# Ban on discussion of individual Shares



## KOW (18 Dec 2019)

I fully understand that  permission for the discussion of individual shares could easily open the flood gates.

My pension naturally enough is  invested in a broad range of shares.

Separate to that I hold a small number of shares. While I try to read up on and look at professional  opinion on the shares I find it difficult to read through the smoke.

Could I put forward the idea that maybe administrators could pick "share of the month" where one share could be open for discussion each month.

The idea been fools like me might get some type of idea of how shares are valued etc. Why the chosen share might/might not be considered good value by the AAM community etc.

Merry Christmas to all.


----------



## Brendan Burgess (18 Dec 2019)

Hi KOW

Thanks for raising the issue.

There really is no evidence at all that individuals can consistently identify winning shares or losing shares for that matter. 

A few people have done it e.g. Warren Buffett.  But even Buffett will tell you to buy an index. 

So opening up such a discussion would get us nowhere and would generate a lot of heat.  It would be impossible to moderate. 

We have made a few exceptions over the years. 

1)  AIB had a crazy valuation and the company and everyone else said this. So it was important to point that out. 
2)  When the government floated it, I did an assessment of its value as it was a major public issue. I turned out to be wrong and then later right. 
3) We have made an exception for Colm Fagan as he has written very entertaining and very informative articles about his shares. 

There are other sites which do discuss shares e.g. The Motley Fool. 

And Rory Gillen also does what you want, but you do have to subcribe. 
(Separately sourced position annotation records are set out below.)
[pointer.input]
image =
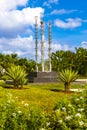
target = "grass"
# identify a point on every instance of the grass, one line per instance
(38, 96)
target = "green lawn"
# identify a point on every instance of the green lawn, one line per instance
(41, 96)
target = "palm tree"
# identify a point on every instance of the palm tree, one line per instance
(17, 75)
(67, 76)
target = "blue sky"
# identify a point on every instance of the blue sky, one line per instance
(17, 19)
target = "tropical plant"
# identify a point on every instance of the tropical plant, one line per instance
(67, 76)
(17, 74)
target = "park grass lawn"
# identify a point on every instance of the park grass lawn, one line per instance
(38, 96)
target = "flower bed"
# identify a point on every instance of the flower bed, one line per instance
(66, 115)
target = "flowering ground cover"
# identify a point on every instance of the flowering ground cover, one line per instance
(42, 107)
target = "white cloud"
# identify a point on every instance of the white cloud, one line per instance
(6, 5)
(49, 2)
(16, 21)
(23, 46)
(58, 46)
(62, 11)
(69, 23)
(84, 44)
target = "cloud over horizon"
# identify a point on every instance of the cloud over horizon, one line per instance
(68, 23)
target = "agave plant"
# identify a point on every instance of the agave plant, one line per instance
(67, 76)
(17, 75)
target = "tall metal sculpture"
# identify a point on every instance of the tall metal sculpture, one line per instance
(36, 42)
(49, 43)
(42, 43)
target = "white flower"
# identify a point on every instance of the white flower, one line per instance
(63, 108)
(48, 123)
(8, 101)
(19, 112)
(69, 105)
(81, 97)
(14, 114)
(78, 115)
(60, 121)
(58, 110)
(26, 104)
(77, 99)
(42, 129)
(9, 94)
(68, 117)
(80, 109)
(81, 123)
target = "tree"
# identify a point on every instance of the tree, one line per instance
(67, 76)
(17, 74)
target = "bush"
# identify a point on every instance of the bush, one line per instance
(66, 115)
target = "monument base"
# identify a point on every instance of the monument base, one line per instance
(44, 77)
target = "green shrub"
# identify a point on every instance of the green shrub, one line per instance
(17, 75)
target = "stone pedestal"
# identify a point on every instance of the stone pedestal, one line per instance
(43, 77)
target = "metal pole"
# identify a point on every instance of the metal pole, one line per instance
(50, 43)
(36, 42)
(42, 44)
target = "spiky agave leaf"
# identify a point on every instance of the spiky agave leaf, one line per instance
(16, 74)
(68, 75)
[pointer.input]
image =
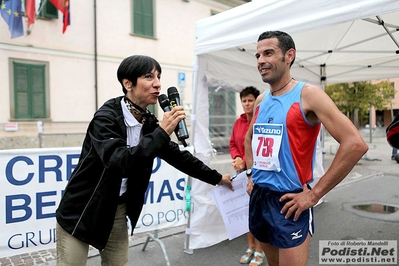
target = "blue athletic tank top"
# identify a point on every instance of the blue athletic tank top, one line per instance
(284, 142)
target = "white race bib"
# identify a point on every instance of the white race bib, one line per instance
(266, 143)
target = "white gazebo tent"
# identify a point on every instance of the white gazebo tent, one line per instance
(336, 40)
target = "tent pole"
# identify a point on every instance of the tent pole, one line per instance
(323, 79)
(189, 205)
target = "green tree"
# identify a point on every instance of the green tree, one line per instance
(354, 99)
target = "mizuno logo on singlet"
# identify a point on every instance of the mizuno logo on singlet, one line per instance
(268, 130)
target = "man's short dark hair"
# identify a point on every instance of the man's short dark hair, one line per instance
(285, 41)
(248, 91)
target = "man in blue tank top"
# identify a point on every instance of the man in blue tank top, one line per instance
(280, 149)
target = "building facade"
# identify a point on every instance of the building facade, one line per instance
(53, 82)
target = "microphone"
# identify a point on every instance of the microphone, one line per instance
(164, 103)
(166, 106)
(174, 99)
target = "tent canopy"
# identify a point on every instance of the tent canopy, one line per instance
(336, 41)
(339, 40)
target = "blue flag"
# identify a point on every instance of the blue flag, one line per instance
(11, 12)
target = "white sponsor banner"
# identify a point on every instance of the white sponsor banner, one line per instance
(32, 183)
(364, 252)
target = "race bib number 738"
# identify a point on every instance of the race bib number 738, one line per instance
(266, 143)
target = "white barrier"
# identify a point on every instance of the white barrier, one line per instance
(31, 186)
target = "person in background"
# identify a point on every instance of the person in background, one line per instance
(254, 254)
(392, 133)
(115, 165)
(280, 149)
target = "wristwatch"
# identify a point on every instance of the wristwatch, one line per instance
(249, 172)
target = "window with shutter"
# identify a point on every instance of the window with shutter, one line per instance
(29, 91)
(143, 17)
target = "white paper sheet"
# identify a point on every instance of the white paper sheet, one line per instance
(233, 206)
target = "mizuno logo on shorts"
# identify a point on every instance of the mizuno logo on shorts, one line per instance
(296, 235)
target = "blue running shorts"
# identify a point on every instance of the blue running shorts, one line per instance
(268, 225)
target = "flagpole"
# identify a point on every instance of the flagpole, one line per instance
(43, 2)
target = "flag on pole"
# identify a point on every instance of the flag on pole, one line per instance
(67, 17)
(11, 13)
(63, 6)
(31, 11)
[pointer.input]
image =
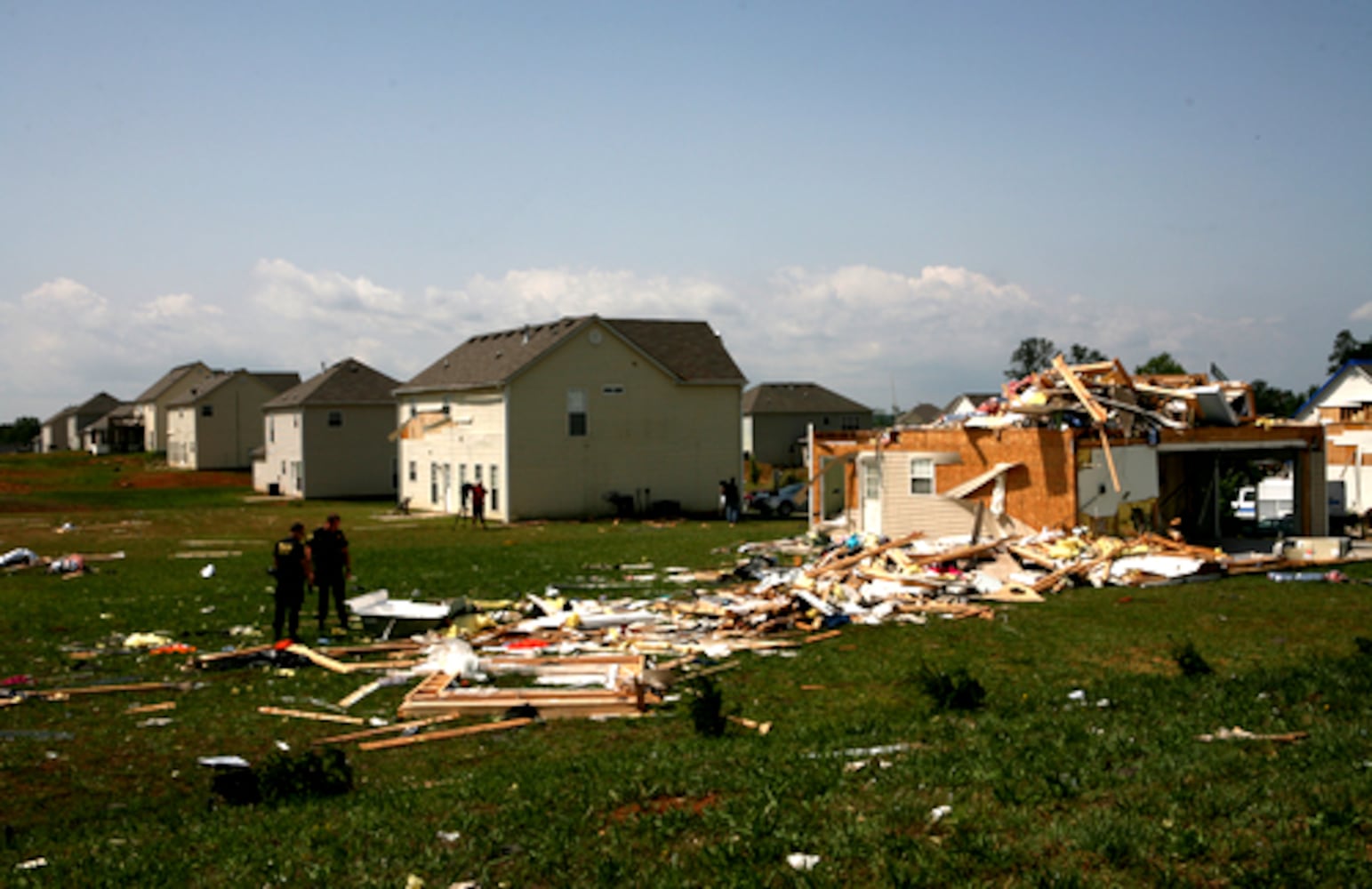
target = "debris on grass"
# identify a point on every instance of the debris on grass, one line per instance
(952, 691)
(707, 707)
(1243, 734)
(1190, 661)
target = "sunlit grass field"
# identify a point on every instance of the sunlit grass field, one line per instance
(1081, 767)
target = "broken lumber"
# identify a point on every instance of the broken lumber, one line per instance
(445, 734)
(856, 557)
(1092, 406)
(315, 715)
(317, 657)
(381, 730)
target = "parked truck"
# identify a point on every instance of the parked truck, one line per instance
(1273, 500)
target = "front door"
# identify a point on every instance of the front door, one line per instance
(871, 485)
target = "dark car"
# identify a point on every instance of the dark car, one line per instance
(783, 501)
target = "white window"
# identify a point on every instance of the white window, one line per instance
(576, 413)
(921, 475)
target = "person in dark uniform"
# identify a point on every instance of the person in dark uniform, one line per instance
(291, 565)
(333, 567)
(479, 504)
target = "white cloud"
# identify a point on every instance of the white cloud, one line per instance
(291, 292)
(68, 300)
(174, 308)
(859, 330)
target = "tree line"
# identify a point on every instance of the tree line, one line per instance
(1036, 353)
(20, 432)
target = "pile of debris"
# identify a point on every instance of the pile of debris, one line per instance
(1103, 393)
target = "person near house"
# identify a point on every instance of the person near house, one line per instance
(479, 504)
(467, 500)
(333, 568)
(291, 565)
(729, 492)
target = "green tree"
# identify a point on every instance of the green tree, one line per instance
(1162, 363)
(1031, 356)
(1084, 354)
(1347, 348)
(20, 431)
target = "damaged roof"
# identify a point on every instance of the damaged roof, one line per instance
(798, 398)
(349, 381)
(275, 380)
(687, 350)
(168, 380)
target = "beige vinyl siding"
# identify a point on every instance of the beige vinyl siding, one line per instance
(349, 460)
(652, 439)
(932, 513)
(285, 435)
(475, 434)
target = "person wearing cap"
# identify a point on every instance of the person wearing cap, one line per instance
(333, 568)
(291, 565)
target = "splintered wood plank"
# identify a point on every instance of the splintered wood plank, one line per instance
(381, 730)
(445, 734)
(316, 717)
(1096, 412)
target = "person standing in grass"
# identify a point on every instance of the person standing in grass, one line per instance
(333, 567)
(479, 504)
(291, 565)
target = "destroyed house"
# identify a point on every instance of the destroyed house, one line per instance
(328, 435)
(777, 414)
(1083, 444)
(217, 424)
(151, 404)
(1344, 408)
(578, 417)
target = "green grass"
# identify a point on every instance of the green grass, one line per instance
(1044, 790)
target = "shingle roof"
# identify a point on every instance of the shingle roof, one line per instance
(975, 398)
(798, 398)
(687, 350)
(60, 414)
(275, 380)
(349, 381)
(1361, 365)
(168, 380)
(919, 414)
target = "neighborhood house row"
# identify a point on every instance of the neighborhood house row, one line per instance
(590, 416)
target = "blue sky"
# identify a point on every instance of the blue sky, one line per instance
(884, 197)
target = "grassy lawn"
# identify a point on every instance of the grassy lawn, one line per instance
(1040, 785)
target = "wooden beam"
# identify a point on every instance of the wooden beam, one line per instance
(1087, 399)
(445, 734)
(391, 729)
(132, 686)
(316, 717)
(1104, 446)
(323, 661)
(856, 557)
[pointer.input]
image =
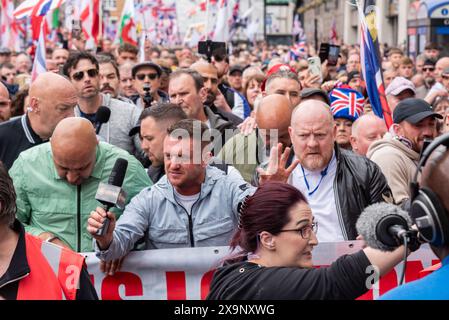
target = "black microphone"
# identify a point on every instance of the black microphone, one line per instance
(112, 194)
(147, 98)
(102, 116)
(383, 226)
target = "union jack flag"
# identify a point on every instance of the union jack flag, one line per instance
(346, 103)
(36, 8)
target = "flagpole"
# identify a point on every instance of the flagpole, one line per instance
(207, 20)
(100, 21)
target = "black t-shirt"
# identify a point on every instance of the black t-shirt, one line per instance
(344, 279)
(16, 135)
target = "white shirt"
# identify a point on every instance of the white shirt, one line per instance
(322, 201)
(186, 201)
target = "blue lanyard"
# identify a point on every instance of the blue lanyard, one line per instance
(323, 174)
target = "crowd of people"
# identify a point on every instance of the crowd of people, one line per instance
(233, 149)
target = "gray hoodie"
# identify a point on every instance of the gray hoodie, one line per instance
(397, 162)
(156, 215)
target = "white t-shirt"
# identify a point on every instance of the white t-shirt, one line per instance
(186, 201)
(322, 201)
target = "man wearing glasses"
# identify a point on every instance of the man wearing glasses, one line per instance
(51, 99)
(83, 71)
(147, 81)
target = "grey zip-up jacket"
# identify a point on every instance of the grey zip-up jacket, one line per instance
(155, 214)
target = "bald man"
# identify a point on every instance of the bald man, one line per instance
(213, 98)
(247, 152)
(435, 177)
(337, 183)
(5, 104)
(52, 98)
(56, 183)
(366, 130)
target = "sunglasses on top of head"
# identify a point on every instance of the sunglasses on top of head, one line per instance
(78, 76)
(142, 76)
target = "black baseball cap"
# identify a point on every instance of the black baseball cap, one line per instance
(413, 111)
(236, 67)
(308, 92)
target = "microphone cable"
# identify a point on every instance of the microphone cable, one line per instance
(404, 266)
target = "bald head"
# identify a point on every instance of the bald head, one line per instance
(274, 111)
(52, 98)
(312, 110)
(73, 147)
(312, 132)
(50, 84)
(273, 117)
(366, 130)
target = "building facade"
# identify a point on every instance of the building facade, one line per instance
(319, 15)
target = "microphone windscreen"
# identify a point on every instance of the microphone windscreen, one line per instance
(103, 115)
(371, 216)
(118, 172)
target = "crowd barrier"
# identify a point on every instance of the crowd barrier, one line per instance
(185, 274)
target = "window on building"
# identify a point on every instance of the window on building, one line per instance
(110, 5)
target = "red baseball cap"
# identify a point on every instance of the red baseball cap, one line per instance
(277, 68)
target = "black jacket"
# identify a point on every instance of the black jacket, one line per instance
(344, 279)
(19, 268)
(16, 135)
(358, 183)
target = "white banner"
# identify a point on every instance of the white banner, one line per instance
(185, 274)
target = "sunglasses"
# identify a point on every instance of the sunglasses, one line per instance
(78, 76)
(142, 76)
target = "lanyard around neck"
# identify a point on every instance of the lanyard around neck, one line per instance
(323, 174)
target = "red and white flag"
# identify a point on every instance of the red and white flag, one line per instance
(127, 25)
(40, 64)
(9, 28)
(90, 22)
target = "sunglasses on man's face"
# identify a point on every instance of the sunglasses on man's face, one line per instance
(78, 76)
(142, 76)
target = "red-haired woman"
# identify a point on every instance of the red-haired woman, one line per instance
(276, 236)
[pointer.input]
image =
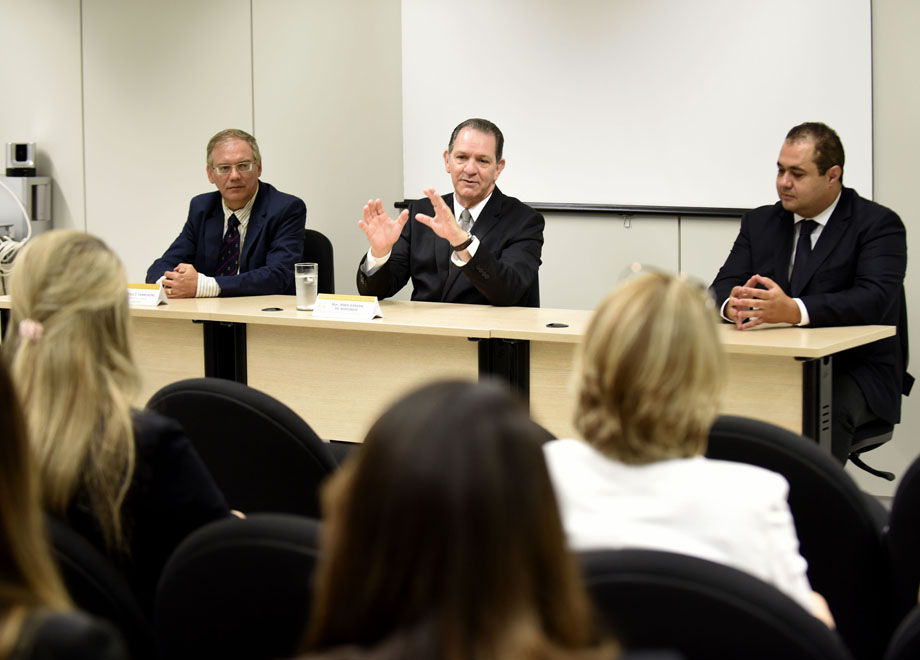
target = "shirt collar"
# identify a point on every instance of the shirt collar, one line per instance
(474, 210)
(242, 214)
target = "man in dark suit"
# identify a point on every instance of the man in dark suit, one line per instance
(824, 256)
(241, 240)
(490, 257)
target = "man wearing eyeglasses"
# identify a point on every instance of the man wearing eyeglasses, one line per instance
(242, 239)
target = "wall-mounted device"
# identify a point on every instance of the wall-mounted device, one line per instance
(20, 159)
(34, 192)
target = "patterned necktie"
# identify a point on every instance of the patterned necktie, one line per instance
(802, 253)
(228, 260)
(466, 220)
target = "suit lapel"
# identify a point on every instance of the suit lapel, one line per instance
(487, 219)
(783, 256)
(254, 227)
(213, 235)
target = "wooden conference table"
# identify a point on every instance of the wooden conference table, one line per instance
(340, 375)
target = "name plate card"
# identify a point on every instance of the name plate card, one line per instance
(346, 308)
(146, 295)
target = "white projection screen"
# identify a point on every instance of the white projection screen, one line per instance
(636, 102)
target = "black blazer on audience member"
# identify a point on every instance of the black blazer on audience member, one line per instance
(502, 272)
(172, 494)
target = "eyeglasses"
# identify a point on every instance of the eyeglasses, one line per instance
(242, 168)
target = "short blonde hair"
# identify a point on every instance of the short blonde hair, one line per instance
(652, 371)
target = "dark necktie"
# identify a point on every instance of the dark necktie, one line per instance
(228, 260)
(466, 220)
(802, 253)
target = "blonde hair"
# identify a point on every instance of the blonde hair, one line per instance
(75, 374)
(28, 576)
(652, 371)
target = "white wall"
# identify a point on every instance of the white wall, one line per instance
(42, 97)
(328, 112)
(158, 82)
(896, 52)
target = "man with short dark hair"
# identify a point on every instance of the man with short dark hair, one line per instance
(241, 240)
(824, 256)
(490, 256)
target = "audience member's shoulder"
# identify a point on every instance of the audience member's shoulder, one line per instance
(565, 449)
(746, 477)
(156, 438)
(70, 636)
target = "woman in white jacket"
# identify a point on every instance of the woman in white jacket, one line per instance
(652, 371)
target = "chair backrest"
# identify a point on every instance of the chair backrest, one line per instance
(903, 541)
(905, 643)
(96, 587)
(238, 589)
(868, 437)
(703, 610)
(839, 527)
(262, 455)
(318, 249)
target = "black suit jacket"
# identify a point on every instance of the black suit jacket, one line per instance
(855, 276)
(274, 243)
(502, 272)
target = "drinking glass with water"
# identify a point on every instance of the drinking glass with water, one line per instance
(306, 281)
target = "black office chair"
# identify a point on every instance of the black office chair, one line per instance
(868, 437)
(839, 526)
(262, 455)
(96, 587)
(238, 589)
(905, 643)
(703, 610)
(318, 249)
(902, 538)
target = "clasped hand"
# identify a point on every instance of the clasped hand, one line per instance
(181, 282)
(749, 306)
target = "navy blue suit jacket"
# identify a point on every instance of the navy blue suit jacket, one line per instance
(502, 272)
(855, 276)
(274, 243)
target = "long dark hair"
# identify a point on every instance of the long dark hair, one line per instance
(443, 534)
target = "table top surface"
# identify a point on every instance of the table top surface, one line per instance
(484, 321)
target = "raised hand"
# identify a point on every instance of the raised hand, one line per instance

						About GillenMarkets | Investment Advisors, Not Product Sellers
					

Gillen is investment advisor, not a product seller. Our charging structure avoids conflicts of interest and positions us on the same side of the table as our clients.




					www.gillenmarkets.com
				




Brendan


----------



## KOW (18 Dec 2019)

Brendan Burgess said:


> Hi KOW
> 
> Thanks for raising the issue.
> 
> ...



Cheers Brendan easy on AIB. Crying all the way back to 2007.


----------



## NoRegretsCoyote (18 Dec 2019)

There are also potential issues with market abuse.

The Phoenix Magazine used to run anonymous pieces on Irish listed shares which would end with a buy, hold or sell recommendation.

This fell foul of market regulations as the author could have been "talking up his own book". Phoenix had to desist and I think received a small fine too.

This makes life difficult for Brendan as a publisher. Pseudonymous posting means that people could be holding shares and trying to pump the price of their own stock.

I think the ban makes sense.


----------



## TrundleAlong (19 Dec 2019)

NoRegretsCoyote said:


> Pseudonymous posting means that people could be holding shares and trying to pump the price of their own stock.


I am not sure that any individual could pump the price of a share when millions of any share can change hands daily.

I remember back in the 80's there was a booklet called Oil Database that got a lot of us hot under the collar. I fancied myself as being a young millionaire.


----------



## Brendan Burgess (19 Dec 2019)

NoRegretsCoyote said:


> There are also potential issues with market abuse.



Hi Coyote

Thanks for reminding me about this. I had completely forgotten about it.

We banned the discussion of shares from the start in 1999. It took the Markets Abuse Directive a few years to catch up with us. But I remember feeling at the time that it justified our position. 

Brendan


----------



## Brendan Burgess (19 Dec 2019)

TrundleAlong said:


> I remember back in the 80's there was a booklet called Oil Database that got a lot of us hot under the collar.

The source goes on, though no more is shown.